- Previous posts: Apostolic Delegate to Central West Africa (1964–1969); Apostolic Pro-Nuncio to Uganda (1969–1975); Apostolic Nuncio to Uruguay; (1975–1981); Apostolic Pro-Nuncio to Finland (1981–1985); Apostolic Pro-Nuncio to Iceland (1981–1985); Apostolic Delegate to Scandinavia (1981–1985); Apostolic Pro-Nuncio to Denmark (1982–1985); Apostolic Pro-Nuncio to Norway (1982–1985); Apostolic Pro-Nuncio to Sweden (1982–1985);

Orders
- Ordination: 11 July 1937
- Consecration: 4 October 1964 by Giuseppe Carraro

Personal details
- Born: 17 March 1914
- Died: September 23, 1995 (aged 81)
- Occupation: Catholic prelate and diplomat

= Luigi Bellotti =

Italian diplomat of the Holy See

Luigi Bellotti (17 March 1914 – 23 September 1995) was an Italian prelate of the Catholic Church who spent his career in the diplomatic service of the Holy See. He was made an archbishop in 1964 and led diplomatic missions first in Africa and later in Uruguay and then in several Scandinavian countries.

==Biography==
Luigi Bellotti was born in Verona on 17 March 1914. He was ordained a priest on 11 July 1937.

To prepare for a diplomatic career, he entered the Pontifical Ecclesiastical Academy in 1942. He then entered the diplomatic service of the Holy See.

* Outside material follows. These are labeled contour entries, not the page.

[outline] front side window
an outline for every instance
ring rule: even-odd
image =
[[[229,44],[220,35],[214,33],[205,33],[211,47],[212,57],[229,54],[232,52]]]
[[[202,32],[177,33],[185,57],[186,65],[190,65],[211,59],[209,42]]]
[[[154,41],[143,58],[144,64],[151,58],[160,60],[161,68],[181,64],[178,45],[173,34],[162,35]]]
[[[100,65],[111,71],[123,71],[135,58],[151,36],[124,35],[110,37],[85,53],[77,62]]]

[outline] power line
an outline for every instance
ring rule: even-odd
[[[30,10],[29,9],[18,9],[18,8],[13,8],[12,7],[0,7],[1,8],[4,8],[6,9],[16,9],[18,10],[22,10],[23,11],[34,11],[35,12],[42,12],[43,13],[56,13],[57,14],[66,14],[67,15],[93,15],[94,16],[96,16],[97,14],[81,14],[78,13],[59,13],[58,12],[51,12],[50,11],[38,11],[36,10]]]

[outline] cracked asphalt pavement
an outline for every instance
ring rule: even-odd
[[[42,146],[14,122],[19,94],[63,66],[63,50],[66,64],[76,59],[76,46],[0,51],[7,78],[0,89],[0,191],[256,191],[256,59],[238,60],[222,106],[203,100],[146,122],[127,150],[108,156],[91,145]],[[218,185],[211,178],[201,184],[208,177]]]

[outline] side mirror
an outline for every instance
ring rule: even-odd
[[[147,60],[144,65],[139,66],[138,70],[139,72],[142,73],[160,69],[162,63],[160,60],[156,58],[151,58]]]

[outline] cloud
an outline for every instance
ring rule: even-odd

His study of the excommunication of Communists and fascists was published in 1949. His early assignments included a stint in the late 1950s as councilor in the Apostolic Internunciature to Turkey.

On 18 July 1964 Pope Paul VI named him titular archbishop of Voncariana and Apostolic Delegate to Central Western Africa. (Note: The Delegation to Central-Western Africa was responsible for Nigeria, Cameroon, Gabon, Oubangui-Chari, and Chad.) He received his episcopal consecration on 4 October 1964 from Giuseppe Carraro, bishop of Verona. In that post, he convinced Francis Arinze, later a cardinal, that he had been chosen to be an auxiliary bishop. He participated as a council father in the third and fourth sessions of the Second Vatican Council.

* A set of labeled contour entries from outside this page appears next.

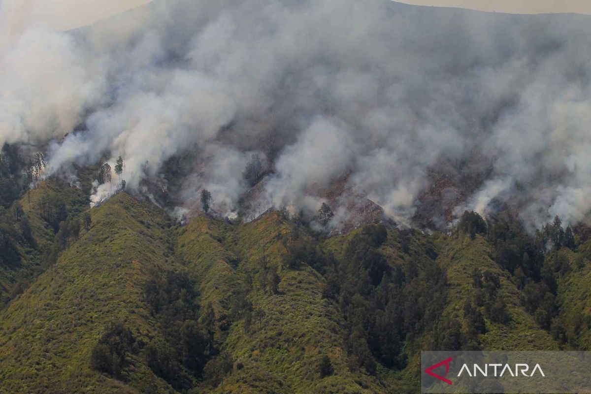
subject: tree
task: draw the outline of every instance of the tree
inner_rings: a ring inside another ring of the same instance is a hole
[[[121,156],[117,158],[117,162],[115,165],[115,173],[119,177],[123,174],[123,159]]]
[[[563,243],[564,246],[571,250],[574,250],[574,235],[573,234],[573,230],[570,226],[566,227],[566,230],[564,232],[564,239]]]
[[[84,228],[86,231],[90,229],[90,225],[92,224],[92,217],[90,217],[90,214],[88,212],[85,212],[82,214],[82,224],[84,225]]]
[[[246,163],[242,172],[242,177],[248,182],[252,187],[256,184],[262,175],[262,164],[261,163],[261,157],[258,154],[252,155],[250,161]]]
[[[207,189],[203,189],[201,191],[201,206],[203,209],[203,211],[206,213],[209,211],[209,209],[211,207],[211,204],[213,202],[213,198],[212,198],[212,194],[209,192],[209,190]]]
[[[99,172],[99,182],[100,183],[106,183],[111,181],[111,165],[109,163],[105,163],[100,166],[100,170]]]
[[[265,318],[265,311],[260,308],[257,308],[253,312],[252,317],[259,322],[259,330],[262,328],[262,320]]]
[[[335,214],[333,213],[330,207],[326,203],[323,203],[322,206],[318,210],[318,220],[320,222],[323,226],[326,227],[333,216],[335,216]]]
[[[476,212],[464,211],[457,229],[460,232],[469,234],[474,239],[476,234],[485,234],[486,232],[486,222]]]
[[[269,276],[269,288],[271,292],[273,294],[279,294],[279,284],[281,282],[281,278],[277,273],[277,268],[275,266],[271,268],[268,274]]]
[[[318,371],[320,373],[320,379],[330,376],[335,372],[332,363],[330,362],[330,357],[325,354],[320,358],[320,362],[318,364]]]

On 27 November 1969 he was named Apostolic Pro-Nuncio to Uganda. During his time there, in October 1973, Ugandan President Idi Amin accused him of being a spy for the United States Central Intelligence Agency, that he was traveling throughout the country without authorization and spreading rumors to discredit the government.

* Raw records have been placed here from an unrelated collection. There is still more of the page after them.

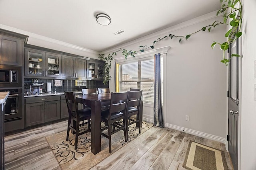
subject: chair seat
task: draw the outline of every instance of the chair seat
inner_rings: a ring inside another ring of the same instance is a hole
[[[102,111],[101,117],[105,120],[108,120],[108,110]],[[112,113],[111,114],[111,120],[123,116],[124,114],[120,111]]]
[[[79,118],[81,119],[88,117],[90,117],[91,109],[89,108],[86,108],[85,109],[78,110],[78,113],[79,114]],[[76,117],[76,113],[74,112],[72,113],[72,116],[75,117]]]
[[[127,113],[130,113],[136,111],[138,111],[138,109],[136,108],[135,108],[134,107],[128,107]]]

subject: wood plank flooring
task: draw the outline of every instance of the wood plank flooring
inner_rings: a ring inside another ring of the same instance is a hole
[[[61,169],[44,137],[66,131],[67,124],[64,121],[5,137],[5,169]],[[224,150],[228,169],[233,169],[224,144],[155,126],[91,169],[185,170],[182,164],[189,140]]]

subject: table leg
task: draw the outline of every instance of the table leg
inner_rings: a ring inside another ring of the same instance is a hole
[[[100,152],[100,102],[92,102],[91,126],[91,152],[96,154]]]

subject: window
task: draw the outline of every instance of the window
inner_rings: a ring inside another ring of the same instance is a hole
[[[143,91],[143,102],[154,103],[154,57],[120,63],[119,87],[121,92],[130,88],[140,88]]]

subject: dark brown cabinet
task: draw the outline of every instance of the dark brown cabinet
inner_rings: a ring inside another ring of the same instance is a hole
[[[86,78],[86,60],[72,57],[62,56],[62,77]]]
[[[26,98],[25,101],[27,127],[60,119],[60,96]]]
[[[87,61],[87,78],[103,79],[104,77],[104,62]]]
[[[28,36],[0,29],[0,64],[22,66]]]
[[[25,75],[61,77],[61,55],[33,49],[25,49]]]

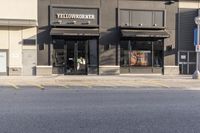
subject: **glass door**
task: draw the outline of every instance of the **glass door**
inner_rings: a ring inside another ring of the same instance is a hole
[[[87,74],[88,41],[67,41],[65,51],[65,74]]]

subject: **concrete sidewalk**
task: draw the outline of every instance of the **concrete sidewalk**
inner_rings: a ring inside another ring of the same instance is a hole
[[[118,75],[118,76],[2,76],[0,86],[70,86],[85,87],[134,87],[134,88],[180,88],[200,90],[200,80],[192,79],[191,75]]]

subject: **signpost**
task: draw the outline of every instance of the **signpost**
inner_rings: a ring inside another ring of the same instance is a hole
[[[199,52],[200,52],[200,16],[195,18],[195,23],[197,24],[197,29],[194,31],[194,45],[195,45],[195,51],[196,51],[196,71],[192,75],[193,79],[200,79],[200,73],[199,73]]]

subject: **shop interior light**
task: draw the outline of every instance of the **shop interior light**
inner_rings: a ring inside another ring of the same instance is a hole
[[[167,2],[166,2],[166,4],[174,4],[175,3],[175,1],[174,0],[167,0]]]

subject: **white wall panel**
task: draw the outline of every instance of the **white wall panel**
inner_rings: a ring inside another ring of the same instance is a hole
[[[37,0],[0,0],[0,19],[37,20]]]
[[[8,27],[0,27],[0,49],[8,49],[9,32]]]
[[[10,44],[9,44],[9,66],[22,66],[22,28],[9,27]]]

He was named Apostolic Nuncio to Uruguay on 3 September 1975.

On 27 October 1981, Pope John Paul II appointed Bellotti Pro-Nuncio to Iceland and to Finland, as well as Apostolic Delegate to Scandinavia. On 2 October 1982, in anticipation of the establishment of diplomatic relations between the Holy See and the three nations involved, his appointment as delegate ended and he became Pro-Nuncio to Denmark, to Norway, and to Sweden.

He was replaced in these diplomatic posts on 31 October 1985 by Archbishop Henri Lemaître and died on 23 September 1995.

His personal papers are held by the historical archives of the Church of Verona.

A street in Verona is named for him: Via Mons. Luigi Bellotti.